In 1946, the Marx Brothers were to release “A Night in Casablanca,” another of their screwball comedies. The instant classic “Casablanca” had been released just four years earlier, and Jack Warner didn’t like the infringement on the name. So Groucho sent him a letter and said,
“You claim that you own Casablanca and that no one else can use that name without permission. What about “Warner Brothers”? Do you own that too? You probably have the right to use the name Warner, but what about the name Brothers? Professionally, we were brothers long before you were…. and even before there had been other brothers—the Smith Brothers; the Brothers Karamazov; Dan Brothers, an outfielder with Detroit; …..”
Groucho used the common mispronunciation of the ballplayer and the wrong spelling, but he knew a good joke when he heard one.
In fact, Brouthers pronounced his name BROO-thers, not bruh-thers, but most fans took to saying Brothers. In any case, Groucho’s letter spoke to the how fixed into the national consciousness Dan had become for baseball fans.
Brouthers first made his reputation with Buffalo before he went to the Detroit Wolverines, the team Groucho cited.

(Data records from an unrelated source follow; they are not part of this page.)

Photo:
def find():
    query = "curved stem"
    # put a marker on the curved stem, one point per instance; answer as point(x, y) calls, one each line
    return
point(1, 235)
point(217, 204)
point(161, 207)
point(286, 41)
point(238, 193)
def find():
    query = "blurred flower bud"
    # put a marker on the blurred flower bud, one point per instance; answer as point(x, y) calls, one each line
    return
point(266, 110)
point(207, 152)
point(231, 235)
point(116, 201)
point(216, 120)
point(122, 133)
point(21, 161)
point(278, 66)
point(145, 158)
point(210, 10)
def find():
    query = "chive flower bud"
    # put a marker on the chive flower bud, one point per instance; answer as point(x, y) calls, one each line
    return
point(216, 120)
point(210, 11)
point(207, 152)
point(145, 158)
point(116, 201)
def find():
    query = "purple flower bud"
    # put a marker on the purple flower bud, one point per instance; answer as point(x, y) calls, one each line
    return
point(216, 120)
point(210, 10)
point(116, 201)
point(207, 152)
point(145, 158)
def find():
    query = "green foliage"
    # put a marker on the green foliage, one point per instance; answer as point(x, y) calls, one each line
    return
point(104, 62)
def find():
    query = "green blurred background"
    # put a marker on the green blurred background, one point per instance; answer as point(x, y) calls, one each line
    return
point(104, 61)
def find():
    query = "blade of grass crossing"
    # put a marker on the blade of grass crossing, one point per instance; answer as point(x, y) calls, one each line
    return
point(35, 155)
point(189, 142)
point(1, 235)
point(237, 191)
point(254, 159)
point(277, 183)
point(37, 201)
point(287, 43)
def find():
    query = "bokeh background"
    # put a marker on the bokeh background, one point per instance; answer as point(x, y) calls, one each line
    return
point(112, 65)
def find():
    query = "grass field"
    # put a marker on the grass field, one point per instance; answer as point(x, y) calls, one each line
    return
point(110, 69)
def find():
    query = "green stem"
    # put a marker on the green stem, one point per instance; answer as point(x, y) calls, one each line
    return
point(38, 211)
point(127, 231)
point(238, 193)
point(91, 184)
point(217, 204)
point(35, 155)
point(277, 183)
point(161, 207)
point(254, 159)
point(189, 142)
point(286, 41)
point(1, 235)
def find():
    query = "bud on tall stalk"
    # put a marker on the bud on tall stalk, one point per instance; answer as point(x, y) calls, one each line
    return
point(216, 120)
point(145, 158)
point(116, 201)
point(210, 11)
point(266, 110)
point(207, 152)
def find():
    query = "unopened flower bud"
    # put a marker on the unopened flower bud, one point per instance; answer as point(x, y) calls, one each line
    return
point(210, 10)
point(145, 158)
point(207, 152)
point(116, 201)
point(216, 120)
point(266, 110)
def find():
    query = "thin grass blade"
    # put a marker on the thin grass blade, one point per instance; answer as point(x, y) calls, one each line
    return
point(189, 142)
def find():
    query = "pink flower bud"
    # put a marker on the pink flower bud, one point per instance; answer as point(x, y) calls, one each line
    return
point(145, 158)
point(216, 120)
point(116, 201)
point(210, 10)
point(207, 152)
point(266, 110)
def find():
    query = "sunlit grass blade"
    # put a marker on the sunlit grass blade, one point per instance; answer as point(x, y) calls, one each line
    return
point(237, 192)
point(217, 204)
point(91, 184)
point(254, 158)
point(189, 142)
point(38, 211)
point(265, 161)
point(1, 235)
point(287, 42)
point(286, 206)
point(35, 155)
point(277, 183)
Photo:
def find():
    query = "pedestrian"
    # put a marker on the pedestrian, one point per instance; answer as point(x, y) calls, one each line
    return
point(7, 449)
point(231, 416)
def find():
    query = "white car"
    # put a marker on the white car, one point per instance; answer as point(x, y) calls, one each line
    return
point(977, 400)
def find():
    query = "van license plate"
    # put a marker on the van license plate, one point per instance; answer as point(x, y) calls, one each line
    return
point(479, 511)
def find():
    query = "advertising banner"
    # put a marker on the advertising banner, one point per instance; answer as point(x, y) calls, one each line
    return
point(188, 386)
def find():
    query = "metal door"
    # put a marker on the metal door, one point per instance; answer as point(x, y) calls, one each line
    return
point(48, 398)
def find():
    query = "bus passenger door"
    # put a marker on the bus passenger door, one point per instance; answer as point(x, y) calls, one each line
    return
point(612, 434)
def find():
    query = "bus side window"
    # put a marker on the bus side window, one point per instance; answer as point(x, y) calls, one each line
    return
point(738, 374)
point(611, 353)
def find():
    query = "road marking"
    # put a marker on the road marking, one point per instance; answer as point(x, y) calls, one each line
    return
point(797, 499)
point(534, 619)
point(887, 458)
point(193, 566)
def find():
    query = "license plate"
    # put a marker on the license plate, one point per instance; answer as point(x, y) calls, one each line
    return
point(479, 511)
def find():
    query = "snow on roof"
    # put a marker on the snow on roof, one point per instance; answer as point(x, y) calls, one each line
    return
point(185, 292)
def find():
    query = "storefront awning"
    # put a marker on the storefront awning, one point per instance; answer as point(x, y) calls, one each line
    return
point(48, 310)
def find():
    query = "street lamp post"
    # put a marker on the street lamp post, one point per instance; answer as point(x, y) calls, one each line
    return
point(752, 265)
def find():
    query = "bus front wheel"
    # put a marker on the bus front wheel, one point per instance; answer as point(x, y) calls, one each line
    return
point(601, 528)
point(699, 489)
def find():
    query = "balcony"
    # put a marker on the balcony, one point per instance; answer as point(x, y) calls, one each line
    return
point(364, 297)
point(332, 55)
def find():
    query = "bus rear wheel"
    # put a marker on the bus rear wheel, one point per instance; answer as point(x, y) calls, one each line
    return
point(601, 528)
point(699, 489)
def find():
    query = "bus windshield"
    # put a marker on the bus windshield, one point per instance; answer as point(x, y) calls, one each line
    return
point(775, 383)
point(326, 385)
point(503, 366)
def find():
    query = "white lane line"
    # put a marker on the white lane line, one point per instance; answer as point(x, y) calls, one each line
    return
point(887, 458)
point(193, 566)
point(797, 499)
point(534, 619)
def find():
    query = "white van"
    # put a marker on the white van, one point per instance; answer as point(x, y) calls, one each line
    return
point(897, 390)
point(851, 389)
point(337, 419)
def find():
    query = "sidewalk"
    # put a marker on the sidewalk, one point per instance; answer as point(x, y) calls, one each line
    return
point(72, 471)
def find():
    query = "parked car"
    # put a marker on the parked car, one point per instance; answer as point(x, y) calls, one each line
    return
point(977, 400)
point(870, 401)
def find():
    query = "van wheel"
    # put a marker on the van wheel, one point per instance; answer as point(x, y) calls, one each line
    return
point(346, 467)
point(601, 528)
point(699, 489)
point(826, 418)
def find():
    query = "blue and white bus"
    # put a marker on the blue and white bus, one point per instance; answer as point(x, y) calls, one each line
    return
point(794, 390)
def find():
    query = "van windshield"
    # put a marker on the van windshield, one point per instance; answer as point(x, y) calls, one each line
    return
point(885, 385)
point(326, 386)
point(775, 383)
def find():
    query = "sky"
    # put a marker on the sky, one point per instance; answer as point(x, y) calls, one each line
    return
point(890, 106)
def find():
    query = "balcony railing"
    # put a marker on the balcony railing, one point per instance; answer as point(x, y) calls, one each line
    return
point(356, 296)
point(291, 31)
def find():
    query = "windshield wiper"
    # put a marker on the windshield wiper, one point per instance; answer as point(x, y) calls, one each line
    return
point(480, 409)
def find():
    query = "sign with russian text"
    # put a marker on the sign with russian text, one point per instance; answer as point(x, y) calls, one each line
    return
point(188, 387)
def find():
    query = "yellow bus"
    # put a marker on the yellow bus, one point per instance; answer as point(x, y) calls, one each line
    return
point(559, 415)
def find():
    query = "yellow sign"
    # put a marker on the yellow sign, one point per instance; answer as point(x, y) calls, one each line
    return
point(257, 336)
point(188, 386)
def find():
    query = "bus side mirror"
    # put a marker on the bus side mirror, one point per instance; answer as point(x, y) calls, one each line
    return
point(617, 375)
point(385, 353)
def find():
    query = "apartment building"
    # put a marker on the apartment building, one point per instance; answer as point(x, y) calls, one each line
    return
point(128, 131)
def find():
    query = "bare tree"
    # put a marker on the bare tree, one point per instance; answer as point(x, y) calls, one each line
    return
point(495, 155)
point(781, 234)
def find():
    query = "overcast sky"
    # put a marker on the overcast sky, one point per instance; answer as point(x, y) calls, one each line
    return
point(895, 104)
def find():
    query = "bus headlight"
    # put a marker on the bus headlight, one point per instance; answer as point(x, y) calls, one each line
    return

While playing for Buffalo (he had begun with Troy in 1879), he became the first man to win consecutive batting titles (1882-1883). No one was compiling slugging percentages in those days, but modern calculations show him winning six consecutive slugging titles while establishing himself as one of the first great left-handed hitters in the National League.
Modern calculations altered some of his stats, but he was credited then, and is still credited, with three additional titles, making him a five-time batting champ, with a lifetime average of .342. It is a mark equal to Babe Ruth’s career average, and bettered by only eight players (six lefties) in the span of baseball history.
The five batting titles stood as a league record until Honus Wagner won his sixth of eight in 1908. And while his .347 didn’t win in 1894, he was a key member of the champion Baltimore Orioles that season, one of the legendary 19th century teams. His 106 home runs ranked fourth among his contemporaries.
Over a nineteen-year career, Dan played for a record nine National League teams, plus a year with Boston of the Players League (he was one of the founders), where, as the defending N.L. batting champion, he brought a lot of legitimacy to the new circuit. When it folded after one season, he stayed in Boston and won the batting title in the American Association, before returning to the National League, and winning another title while with Brooklyn.
For more than 20 years after his playing career ended, John McGraw employed him as a press box attendant and night watchman at the Polo Grounds. Being a fixture on the New York baseball scene, in the daily company of the influential New York press, helped keep his name and reputation very much alive.